Ok, I know this post and its title seems like the most obvious thing in the world.
But empirically, I can tell you it isn’t. Over the past years writing SaaStr, I’ve met with friends/colleagues/partners/ex-customers who are total rockstars and working on starting a company. (Yes, I know that’s an overused term).
As individuals, they are amazing.
But what they don’t have is a good enough founding team:
- Sometimes, if the prospective founder isn’t super technical, then the CTO/VPE isn’t really great. They’ve got a rent-a-CTO.
- Or if the founder is technical, and it’s SaaS, they just don’t quite have enough business and domain expertise on the team to really figure it out from a customer side (interviews, getting on a plane, proto-sales, market sizing and segmentation, etc.).
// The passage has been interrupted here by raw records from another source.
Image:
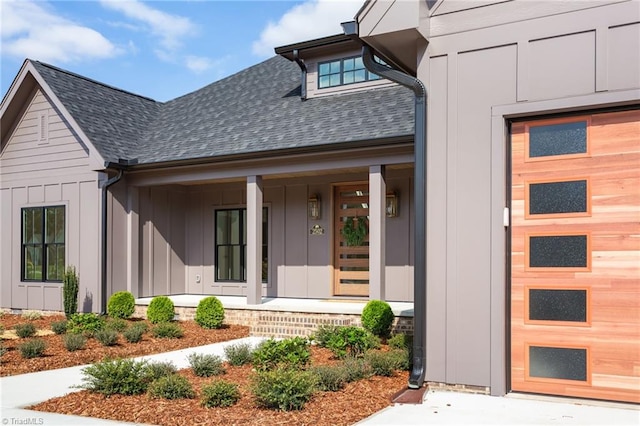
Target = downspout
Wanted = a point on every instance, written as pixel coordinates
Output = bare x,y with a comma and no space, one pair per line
418,371
303,78
103,269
- Or sometimes they are great, but the team members are just not great enough for their new C-level roles (CEO, CTO, CMO, CSO, CBO, C?O).
Yes, I know statistically, the odds are against you when you do a start-up. I also concede that markets are just as important as teams. But great teams find great markets, so that doesn’t really matter.
But.
Personally, I don’t know of a single rockstar founding team that didn’t somehow, someway, scrape out at least a single. At least an acqui-hire. At least a soft landing, or a pay-everyone-back M&A. I know there are plenty of contraexamples, but in my network, all of the great teams find a way to make something of their start-ups. Sometimes a home run, sometimes a double. At least a single. But basically, no one that is great, but without a great team, did. A few, but they almost died doing it.
I guess here’s my point to my friends and colleagues anxious to do a start-up. I hear you. And Yes, you are Great. But Wait. Wait until you have a Great Team, a Truly Great Team. Even if this specific opportunity passes you by. Even if it takes 18 months. And if your Team is Almost Great — this is the hardest one — you should still Take a Pause.
I’m not saying your team has to be 100% complete before you write a line of code. Of course, that’s impossible. But you have to have the rockstar team it takes you to get to reality, to pre-traction, on Day 1.
If not, focus on team building. You’ll somehow come up with another idea, another vision.